Today's ‘Two Grand Tuesday’, our weekly pick of the classified ads, takes a look at three bikes that fall into the popular barn-find catergory.

For over 25 years our resident second-hand bike man, Scottie Redmond, has bought, sold and broken up motorcycles for parts. He's purchased bargains, howlers and a few he'd rather forget but uses his unquestionable experience and encyclopaedic knowledge of the market to give him the edge…and he’s been browsing for bargains with a £2,000 limit in mind again this week.

“The term ‘Barn-find’ is it just a convenient phrase that allows sellers to get rid of non-functioning motorcycles,” said Scott, “or is there a world of barns out there that contain mechanical treasure that I have missed? We grabbed our virtual £2,000 and went online for a look at what is available.”





The Good: Yamaha DT175 1977 | £1,300

eBay link:

The USA is probably home to thousands of barns, so it’s a great place for the used bike trade to go hunting for stock. This gem of a find would’ve got the buyer’s juices flowing and here’s why: The speedo reveals it’s only covered 647-miles from new. Sure, anyone can wind a speedo back, or fit one from another bike, but looking deeper at this alleged barn-find gives us plenty of evidence to back up the low reading on the dials. This bike is wearing tyres that are date stamped from 1977, a thrill for those who like to find unrestored Japanese classics, the fact that they are very much past their use by date is neither here or there. This dinky DT also boasts only one owner from new, again this adds credibility to the seller’s story.

Our seller isn’t shy with giving us the cold hard facts about his find, it’s in a pretty sorry state and doesn’t run. If you’re looking for a quick fix, this isn’t the bike for you. The beauty of these 70s two-stroke singles is that with the correct tools, a bag of cash and a basic mechanical knowledge you could undertake a majority of the restoration work by yourself in your own shed. That’s how many of us first got our hands on spanners, fixing our two-stroke learner bikes.

This DT175 is well worthy of a loving home, with used and new spares still plentiful it would make a very enjoyable and worthwhile project.

Anorak Fact: The Yamaha DT range had a model to suit most riders, ranging from a 50cc up to a 400cc air-cooled beauty.




The Bad: Suzuki 1980s GS550 x2.5 | £1,600

eBay link:

What’s better than finding one barn find bike, discovering two! Here we have a pair of Suzuki GS550s, but this deal doesn’t stop there. After flicking through the pictures and reading the listing, there’s at least another half a bike in this massive Suzuki haul.

There’s also an assortment of biscuit tins that are full up with with even more bits of GS550.

There’s only one V5 between the three frames, obtaining a new logbook won’t be an issue if the number plates are present for the other two.
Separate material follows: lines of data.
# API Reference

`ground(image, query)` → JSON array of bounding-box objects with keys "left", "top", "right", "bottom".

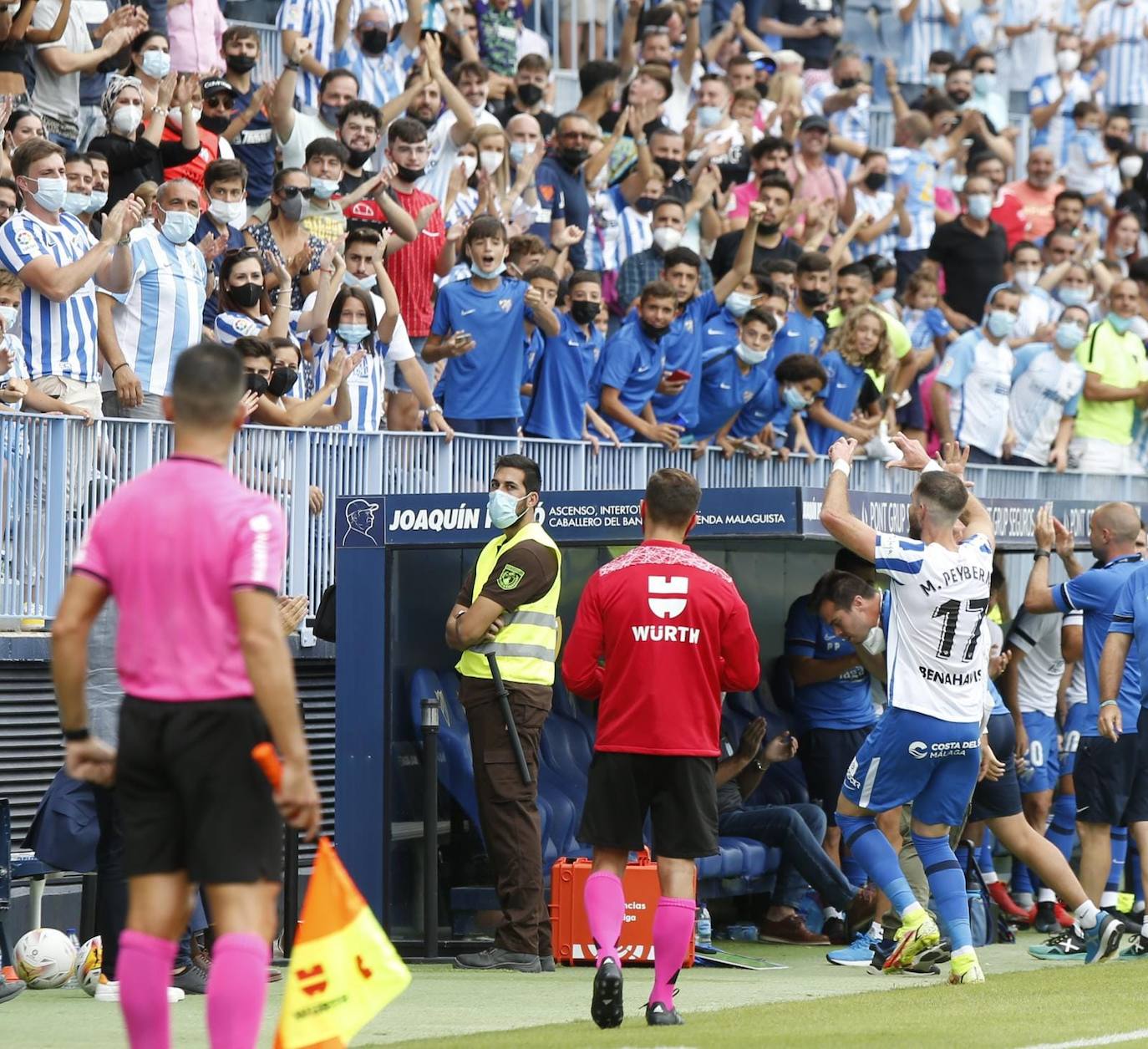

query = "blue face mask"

[
  {"left": 985, "top": 309, "right": 1016, "bottom": 339},
  {"left": 335, "top": 324, "right": 371, "bottom": 346},
  {"left": 1056, "top": 321, "right": 1084, "bottom": 349},
  {"left": 487, "top": 491, "right": 529, "bottom": 528},
  {"left": 1108, "top": 312, "right": 1133, "bottom": 335},
  {"left": 782, "top": 386, "right": 810, "bottom": 411},
  {"left": 160, "top": 211, "right": 200, "bottom": 243},
  {"left": 725, "top": 292, "right": 753, "bottom": 317}
]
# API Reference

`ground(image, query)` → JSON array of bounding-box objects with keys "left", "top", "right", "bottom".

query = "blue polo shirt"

[
  {"left": 1052, "top": 554, "right": 1144, "bottom": 736},
  {"left": 522, "top": 313, "right": 605, "bottom": 441},
  {"left": 590, "top": 321, "right": 666, "bottom": 441},
  {"left": 653, "top": 291, "right": 721, "bottom": 433},
  {"left": 805, "top": 350, "right": 866, "bottom": 455},
  {"left": 1101, "top": 565, "right": 1148, "bottom": 712},
  {"left": 693, "top": 349, "right": 776, "bottom": 440},
  {"left": 785, "top": 594, "right": 877, "bottom": 728},
  {"left": 191, "top": 215, "right": 246, "bottom": 328},
  {"left": 531, "top": 154, "right": 590, "bottom": 270},
  {"left": 430, "top": 277, "right": 534, "bottom": 420}
]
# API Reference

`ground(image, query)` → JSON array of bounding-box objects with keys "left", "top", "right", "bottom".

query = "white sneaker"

[{"left": 93, "top": 975, "right": 184, "bottom": 1004}]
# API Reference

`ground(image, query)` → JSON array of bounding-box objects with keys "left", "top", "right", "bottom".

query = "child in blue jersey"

[
  {"left": 806, "top": 306, "right": 891, "bottom": 455},
  {"left": 716, "top": 354, "right": 829, "bottom": 462},
  {"left": 522, "top": 270, "right": 621, "bottom": 445},
  {"left": 694, "top": 309, "right": 777, "bottom": 447},
  {"left": 423, "top": 215, "right": 559, "bottom": 436}
]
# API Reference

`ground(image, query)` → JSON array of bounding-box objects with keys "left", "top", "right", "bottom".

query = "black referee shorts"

[
  {"left": 577, "top": 751, "right": 718, "bottom": 859},
  {"left": 969, "top": 714, "right": 1024, "bottom": 822},
  {"left": 116, "top": 696, "right": 282, "bottom": 884}
]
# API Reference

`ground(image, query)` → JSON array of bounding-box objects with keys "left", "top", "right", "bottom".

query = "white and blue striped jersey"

[
  {"left": 314, "top": 332, "right": 387, "bottom": 430},
  {"left": 335, "top": 34, "right": 414, "bottom": 108},
  {"left": 893, "top": 0, "right": 961, "bottom": 84},
  {"left": 104, "top": 227, "right": 208, "bottom": 395},
  {"left": 1008, "top": 343, "right": 1084, "bottom": 466},
  {"left": 805, "top": 80, "right": 870, "bottom": 178},
  {"left": 874, "top": 533, "right": 993, "bottom": 724},
  {"left": 276, "top": 0, "right": 363, "bottom": 113},
  {"left": 1029, "top": 71, "right": 1103, "bottom": 168},
  {"left": 853, "top": 187, "right": 900, "bottom": 262},
  {"left": 0, "top": 211, "right": 100, "bottom": 383},
  {"left": 1084, "top": 0, "right": 1148, "bottom": 105},
  {"left": 937, "top": 328, "right": 1013, "bottom": 455},
  {"left": 885, "top": 146, "right": 937, "bottom": 252},
  {"left": 586, "top": 186, "right": 653, "bottom": 271}
]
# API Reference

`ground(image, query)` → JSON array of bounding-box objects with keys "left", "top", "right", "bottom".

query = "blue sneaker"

[
  {"left": 825, "top": 930, "right": 878, "bottom": 969},
  {"left": 1084, "top": 911, "right": 1124, "bottom": 965}
]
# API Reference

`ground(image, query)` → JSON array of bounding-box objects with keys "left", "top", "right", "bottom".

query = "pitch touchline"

[{"left": 1022, "top": 1027, "right": 1148, "bottom": 1049}]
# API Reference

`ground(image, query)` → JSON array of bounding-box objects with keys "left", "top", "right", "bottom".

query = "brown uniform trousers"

[{"left": 461, "top": 678, "right": 551, "bottom": 957}]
The bikes are being sold on after the original owner passed away.

With an asking price of £1,600 it’s not a cheap way to land yourself a project. There isn’t much love around for the Suzuki GS550, strange really when you consider it was a big seller in its day. This makes the thought of burying cash into this forgotten model a tough choice. The asking price of £1,600 is optimistic, even if you were to sell off any parts you didn’t require it’s still going to be a labour of love moving forward.
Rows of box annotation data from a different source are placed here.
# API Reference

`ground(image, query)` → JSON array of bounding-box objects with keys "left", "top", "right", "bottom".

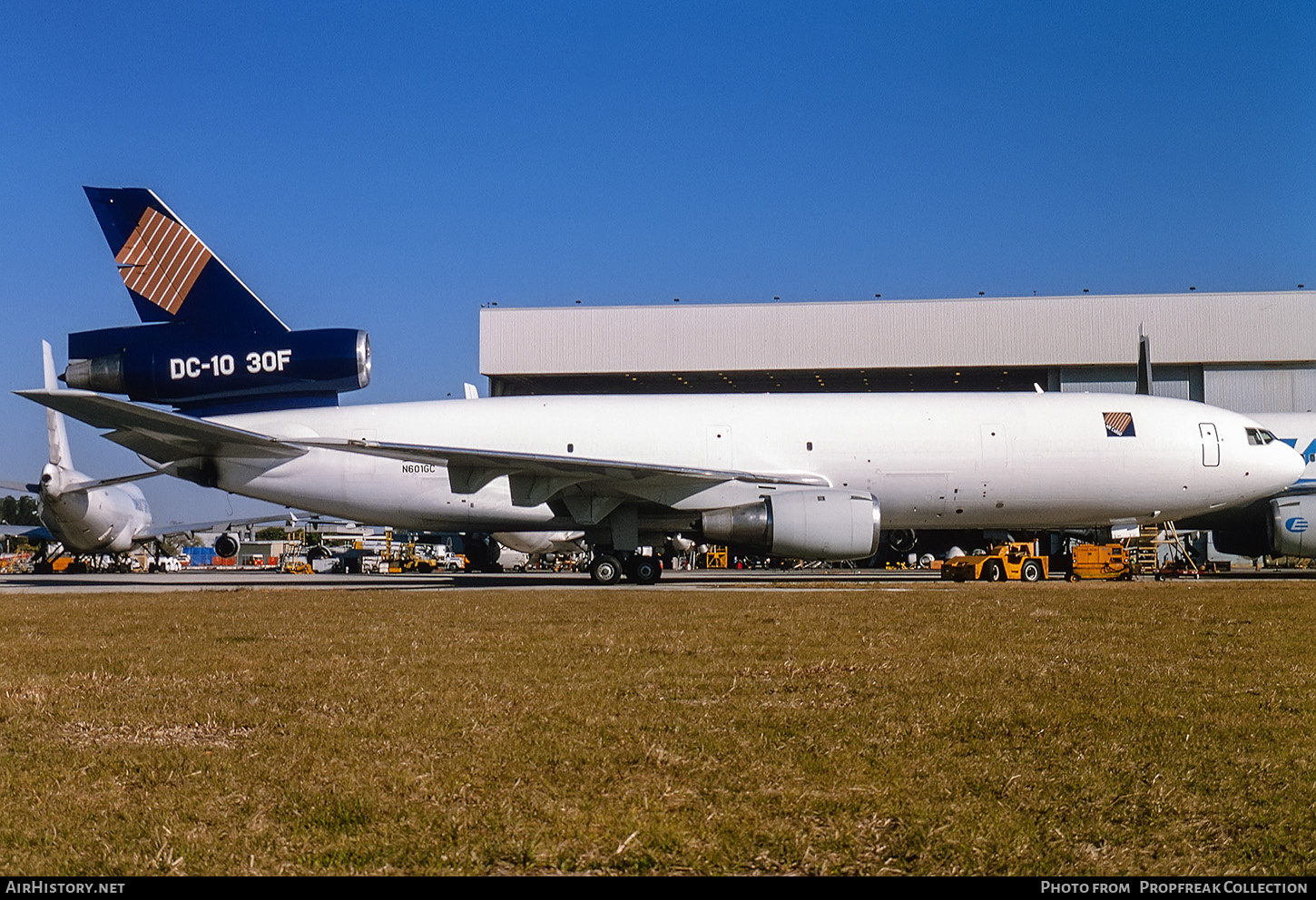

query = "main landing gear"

[{"left": 590, "top": 547, "right": 662, "bottom": 584}]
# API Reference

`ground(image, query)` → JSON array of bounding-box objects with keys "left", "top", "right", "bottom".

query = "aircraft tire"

Anorak Fact: Suzuki built a Katana version of the GS550, it had a different tank, bodywork and some funky orange wheels.




The Ugly: Kawasaki GPz750 Uni-Trac 1983 | £1,999

eBay link:

On the face of it the Kawasaki GPz750 is a decent motorcycle. It was part of the Kawasaki range back in the mid 1980s, at the time there was no shortage of 750cc machines on the market, most of them were actually in the Kawasaki range.

There was the new kid on the block, the GPz750R, it was basically a scaled down GPz900R. If you wanted something sensible there was the shaft drive GT750. There was even a 750cc Turbo, they sold in limited numbers and are now a fully fledged 80s classic, with prices to match. All of which leads us nicely to this, the GPz750 Uni-Trac.
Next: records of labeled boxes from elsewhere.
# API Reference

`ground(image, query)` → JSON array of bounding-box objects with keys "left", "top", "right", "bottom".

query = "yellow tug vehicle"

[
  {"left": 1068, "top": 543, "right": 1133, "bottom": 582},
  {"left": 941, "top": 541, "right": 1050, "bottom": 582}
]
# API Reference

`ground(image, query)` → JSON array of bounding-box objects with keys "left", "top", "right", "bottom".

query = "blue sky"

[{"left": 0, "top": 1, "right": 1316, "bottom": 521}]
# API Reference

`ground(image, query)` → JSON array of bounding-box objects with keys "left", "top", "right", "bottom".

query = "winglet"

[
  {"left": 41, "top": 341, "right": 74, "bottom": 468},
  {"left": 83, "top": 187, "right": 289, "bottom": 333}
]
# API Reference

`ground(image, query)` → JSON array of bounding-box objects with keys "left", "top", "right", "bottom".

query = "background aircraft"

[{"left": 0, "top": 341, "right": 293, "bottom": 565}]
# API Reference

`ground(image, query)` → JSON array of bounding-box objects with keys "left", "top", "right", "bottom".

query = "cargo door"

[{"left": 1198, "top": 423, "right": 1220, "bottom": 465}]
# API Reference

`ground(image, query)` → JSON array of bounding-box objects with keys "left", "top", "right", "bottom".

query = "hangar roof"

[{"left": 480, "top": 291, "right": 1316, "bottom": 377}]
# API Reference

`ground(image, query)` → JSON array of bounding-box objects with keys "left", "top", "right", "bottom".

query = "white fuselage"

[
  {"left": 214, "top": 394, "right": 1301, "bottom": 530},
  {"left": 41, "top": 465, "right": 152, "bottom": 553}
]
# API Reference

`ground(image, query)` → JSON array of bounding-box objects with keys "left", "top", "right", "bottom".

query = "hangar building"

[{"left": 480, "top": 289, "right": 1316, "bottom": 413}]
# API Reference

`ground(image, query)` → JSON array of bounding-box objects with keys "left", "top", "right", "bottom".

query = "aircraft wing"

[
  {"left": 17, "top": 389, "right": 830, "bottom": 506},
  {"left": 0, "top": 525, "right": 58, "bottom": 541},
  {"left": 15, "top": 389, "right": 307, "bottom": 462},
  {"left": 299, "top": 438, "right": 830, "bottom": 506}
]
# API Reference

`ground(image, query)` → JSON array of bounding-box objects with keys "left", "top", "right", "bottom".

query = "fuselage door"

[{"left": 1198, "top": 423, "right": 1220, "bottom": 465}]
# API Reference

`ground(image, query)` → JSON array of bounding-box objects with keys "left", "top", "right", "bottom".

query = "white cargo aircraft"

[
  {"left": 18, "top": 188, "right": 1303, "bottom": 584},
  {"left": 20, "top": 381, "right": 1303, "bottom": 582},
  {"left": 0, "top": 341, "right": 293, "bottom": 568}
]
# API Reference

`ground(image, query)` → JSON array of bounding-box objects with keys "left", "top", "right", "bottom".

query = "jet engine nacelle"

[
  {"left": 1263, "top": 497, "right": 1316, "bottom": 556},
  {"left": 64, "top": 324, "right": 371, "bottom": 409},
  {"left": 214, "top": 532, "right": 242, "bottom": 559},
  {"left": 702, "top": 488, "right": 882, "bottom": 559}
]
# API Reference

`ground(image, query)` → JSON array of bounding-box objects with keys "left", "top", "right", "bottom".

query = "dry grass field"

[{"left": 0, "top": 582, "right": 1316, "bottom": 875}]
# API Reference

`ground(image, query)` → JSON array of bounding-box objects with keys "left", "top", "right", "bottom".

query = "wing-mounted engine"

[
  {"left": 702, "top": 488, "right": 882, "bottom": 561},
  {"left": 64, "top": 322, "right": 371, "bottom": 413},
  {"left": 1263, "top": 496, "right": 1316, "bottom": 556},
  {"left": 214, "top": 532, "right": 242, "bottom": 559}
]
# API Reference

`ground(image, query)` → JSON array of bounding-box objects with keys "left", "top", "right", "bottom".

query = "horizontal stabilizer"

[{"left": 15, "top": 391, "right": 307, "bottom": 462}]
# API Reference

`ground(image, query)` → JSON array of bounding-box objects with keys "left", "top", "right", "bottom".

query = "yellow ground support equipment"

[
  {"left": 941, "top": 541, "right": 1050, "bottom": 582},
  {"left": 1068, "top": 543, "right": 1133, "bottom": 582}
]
There’s nothing overly clever about this air cooled four cylinder, it was part of a family of GPz Uni-Trac models, it was sandwiched by the smaller GPz550 and larger GPz1100. The trilogy shared the same looks, and in the real world the 750cc option was the pick of the bunch. They were always a poor mans sports bike, how times have changed. Prices appear to be on the up, well asking prices do, whether they ever achieve these ambitious price tags is doubtful.

Here we have a freshly imported GPz750, sadly it’s in the less popular silver paint. Touted to be a barn find this Kawasaki definitely looks like it’s been left for dead. Finish on this model was never a strong point, so zooming in on the photos I am not surprised to see this one is kissed by plenty of corrosion. Making things worse is this bike is being sold as a non-runner, at £1,999 that’s a big gamble.

Anorak Fact: Wayne Rainey won the 1983 AMA championship on a Muzzy Kawasaki GPz750 Uni Trac.